HCatalog Architecture

HCatalog is a table and storage management layer designed for Hadoop. It allows users working with various data processing tools, such as Pig and MapReduce, to more easily read and write data across the grid. HCatalog provides a table abstraction that offers users a relational view of data stored in the Hadoop Distributed File System (HDFS), ensuring they do not have to worry about the location or format of their data—whether it's in RCFile format, text files, SequenceFiles, or ORC files.

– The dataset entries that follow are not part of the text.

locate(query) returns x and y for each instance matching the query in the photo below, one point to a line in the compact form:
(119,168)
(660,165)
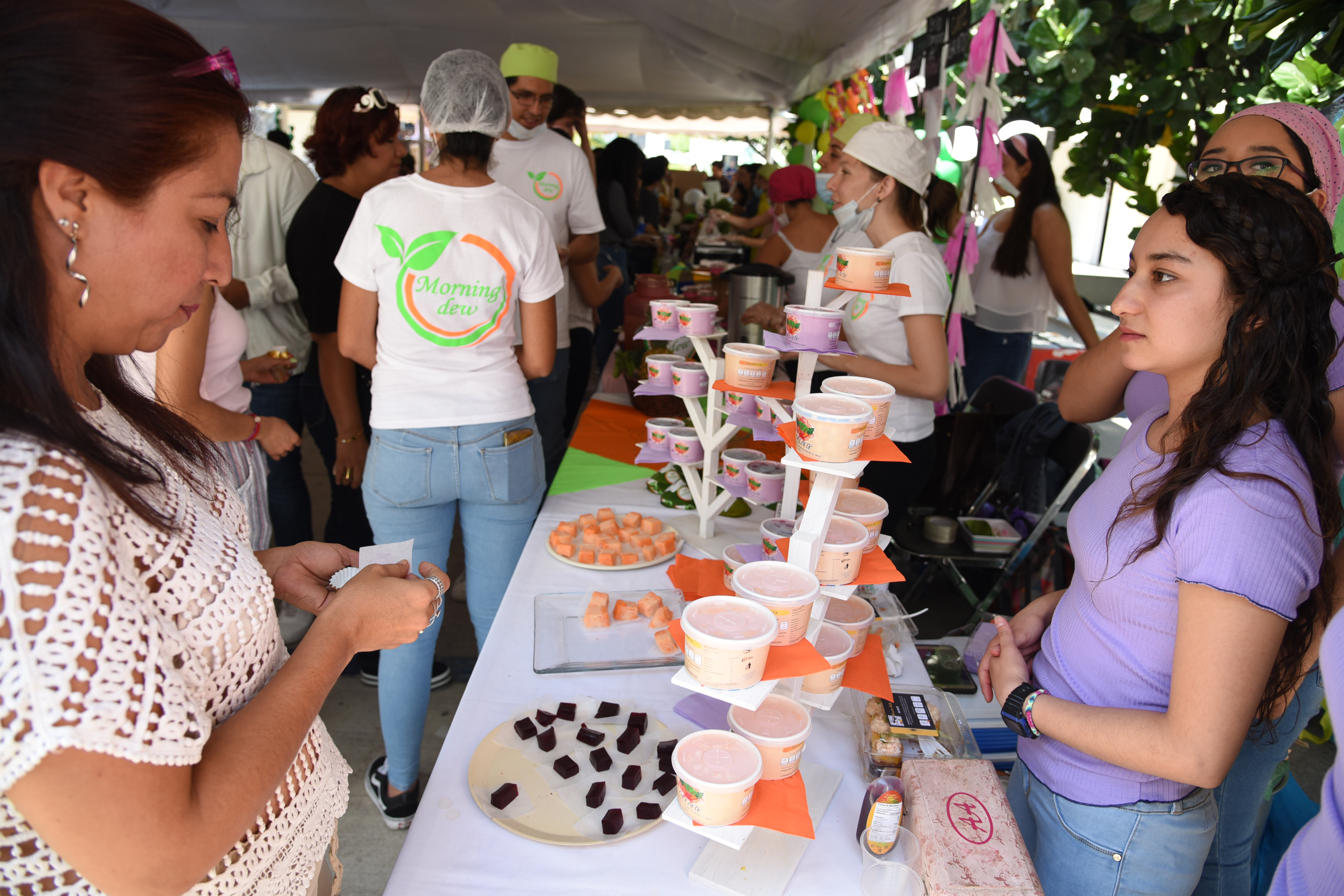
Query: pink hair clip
(221,62)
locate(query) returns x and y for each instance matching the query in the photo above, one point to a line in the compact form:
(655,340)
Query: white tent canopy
(698,58)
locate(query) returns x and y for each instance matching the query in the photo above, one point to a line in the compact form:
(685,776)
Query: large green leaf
(1078,64)
(393,242)
(425,251)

HCatalog supports reading and writing files in any format for which a SerDe (serializer-deserializer) can be created. By default, it supports RCFile, CSV, JSON, SequenceFile, and ORC file formats. To use a custom format, we must provide the corresponding InputFormat, OutputFormat, and SerDe.

Architecture -

Architecture

HCatalog is built on top of the Hive metastore and incorporates Hive's DDL. It provides read and write interfaces for Pig and MapReduce, using Hive's command line interface (CLI) to issue data definition and metadata exploration commands.

Interfaces -

  • The HCatalog interface for Pig includes two main components: HCatLoader and HCatStorer. HCatLoader is used to read data from a specified table. You can specify which partitions to scan by adding a partition filter immediately after the load statement. On the other hand, HCatStorer is used to write data to a given table, and you can optionally specify partition keys if you want to create a new partition.
  • The HCatalog interface for MapReduce, which includes HCatInputFormat and HCatOutputFormat. HCatInputFormat lets you choose a table to read data from. You can also specify which parts of the table you want to look at by using a selection filter. HCatOutputFormat allows you to write data to a table and lets you create new parts in the table if needed. You can write to a specific part by giving the partition keys and their values when you use the setOutput method.
  • There is no specific interface for Hive. Since HCatalog uses Hive’s metastore, Hive can directly read data from HCatalog.

Data Model -

  • HCatalog provides a relational view of data.
  • Data is organized into tables, which can be stored in databases. These tables can also be hash-partitioned based on one or more keys. This means that for each specific value of a key (or a combination of keys), there will be one partition that contains all the rows associated with that value (or set of values).
  • New partitions can be added to a table, and existing partitions can be removed.
  • When a partitioned table is created, it does not have any partitions initially. In contrast, unpartitioned tables essentially have a single default partition that must be set up at the time of creation.
  • Partitions contain records. Once you create a partition, you cannot add, remove, or update records in it. Partitions are multi-dimensional, not hierarchical.
  • Records are organized into columns, which have names and data types.
  • HCatalog uses the same data types as Hive.